Les grandes blessures ouvertes telles que celle d’Hala ont tendance à s’infecter facilement. « Hala est arrivée à l’hôpital d’Al Awda avec une blessure très profonde » explique le docteur Hafez Abu Khossa, en charge de son traitement. « Nous avons nettoyé sa plaie et avons fait un prélèvement osseux et une biopsie pour déterminer l’infection dont elle souffrait. Cela nous a permis de lui prescrire la bonne dose et le bon type d’antibiotiques. Nous avons ensuite utilisé une procédure médicale qui s’appelle la cicatrisation active par pression négative locale pour fermer sa plaie et l’aider à cicatriser plus rapidement. Notre objectif est désormais de traiter son infection et d’éviter une contamination plus importante jusqu’au moment où l’on pourra faire une greffe de peau sur son pied. C’est un processus long, qui implique plusieurs opérations. »

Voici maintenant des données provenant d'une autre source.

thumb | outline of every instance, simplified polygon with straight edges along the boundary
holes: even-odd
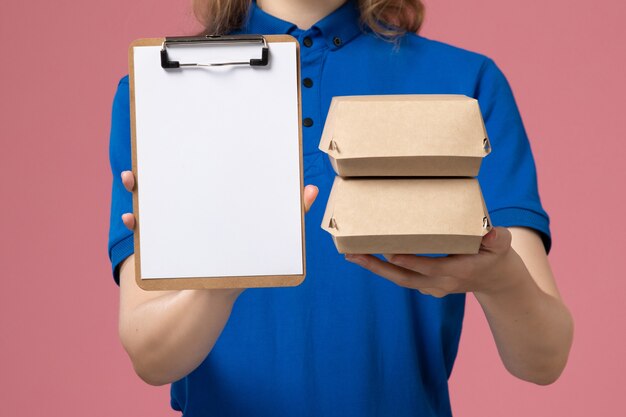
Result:
[[[307,185],[304,187],[304,212],[308,212],[317,194],[319,193],[319,189],[315,185]]]
[[[511,247],[511,232],[506,227],[493,227],[480,245],[489,252],[503,252]]]

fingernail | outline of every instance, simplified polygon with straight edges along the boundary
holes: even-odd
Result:
[[[404,264],[404,258],[402,256],[393,255],[389,257],[389,262],[391,262],[394,265],[402,266]]]
[[[350,255],[350,254],[346,255],[346,261],[350,261],[352,263],[355,263],[355,264],[361,265],[361,266],[364,266],[365,263],[366,263],[365,259],[362,256]]]

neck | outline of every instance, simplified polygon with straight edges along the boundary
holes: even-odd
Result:
[[[306,30],[338,9],[346,0],[257,0],[264,12]]]

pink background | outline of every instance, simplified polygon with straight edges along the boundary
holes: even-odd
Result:
[[[468,297],[456,416],[621,416],[626,388],[626,9],[619,0],[427,1],[423,34],[508,76],[552,218],[550,259],[576,321],[548,387],[515,380]],[[108,132],[134,38],[190,34],[188,0],[0,5],[0,414],[171,416],[117,338],[106,255]]]

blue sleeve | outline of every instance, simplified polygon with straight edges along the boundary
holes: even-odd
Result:
[[[122,214],[132,213],[132,193],[122,184],[122,171],[132,169],[130,154],[130,96],[128,77],[121,79],[113,99],[109,160],[113,184],[111,190],[111,218],[109,223],[109,259],[113,279],[119,285],[119,264],[134,252],[133,232],[122,223]]]
[[[528,136],[509,82],[489,58],[481,68],[475,97],[492,147],[478,175],[491,222],[536,230],[548,253],[550,219],[539,198]]]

Le docteur Khossa confirme que la plaie d’Hala est particulièrement sévère. « Chaque changement de pansement doit être fait dans une salle d’opération, sous anesthésie. »

Les infections osseuses peuvent généralement être traitées avec des antibiotiques, mais la résistance aux antibiotiques est très répandue à Gaza. Cela est dû à la mauvaise utilisation de ces médicaments ainsi qu’à leur disponibilité sur le marché local, même sans prescription. En 2019, MSF a établi, avec le Ministère de la Santé, un laboratoire de microbiologie qui permet aux équipes cliniques de déterminer exactement le type de bactérie qui cause une infection et à quels antibiotiques celle-ci est résistante. MSF aide également le personnel de santé à mieux comprendre et améliorer la façon dont les antibiotiques sont prescrits et utilisés.

La probabilité forte de résistance aux antibiotiques signifie que le traitement d’infections osseuses représente généralement une tâche colossale. L’approche de l’équipe médicale à l’hôpital d’Al Awda est holistique et ne se focalise pas seulement sur le traitement médical du patient (qui inclue chirurgie, physiothérapie et gestion de la douleur) mais aussi sur le soutien apporté aux proches qui s’occupent du patient. Un spécialiste en santé mentale rencontre régulièrement Hala et sa famille, pour les aider à surmonter l’expérience traumatisante qu’ils viennent de vivre et pour s’assurer que la petite fille est dans les meilleures dispositions possibles pour se rétablir.

Cette approche et ce traitement chirurgical si spécialisé sont rares à Gaza. La plupart des fonds humanitaires et des efforts sont généralement redirigés vers une réponse d’urgence, qu’elle soit pour le traitement de blessures traumatiques liées au conflit, ou plus récemment pour la réponse à la pandémie de COVID-19. En conséquence, d’autres besoins de santé, tels que la chirurgie pédiatrique, sont souvent dépriorisés.

Si l’on prend la chirurgie pédiatrique dans son ensemble, la priorité est généralement donnée aux cas de blessures traumatiques sévères, tels que celui d’Hala. Mais les enfants souffrant de problèmes chroniques comme des vieilles brûlures ou de conditions congénitales doivent souvent attendre longtemps pour se faire soigner. « MSF traitait déjà les blessures traumatiques en pédiatrie, pour réduire la pression sur les structures de santé à Gaza. Mais nous avons étendu nos critères d’admission et maintenant, nous voyons aussi des patients souffrant de blessures chroniques comme des brûlures ou liées à de divers accidents. Beaucoup d’entre eux se trouvent dans l’unité pédiatrique », explique Benoit Vasseur, le chef de mission de MSF à Gaza.

Un mois après son arrivée à l’hôpital d’Al Awda, Hala continue de se rétablir : son pied commence à cicatriser et la greffe de peau peut enfin être effectuée. La convalescence de la petite fille sera encore longue, mais Mohammed est heureux de voir Hala aller mieux. Si tout se passe comme prévu, elle devrait pouvoir quitter l’hôpital dans quelques semaines. Elle devra encore prendre des antibiotiques pendant un moment pour traiter son infection, mais elle pourra au moins rester chez elle, entourée de sa famille. Sa mère et ses sœurs attendent impatiemment son retour à la maison.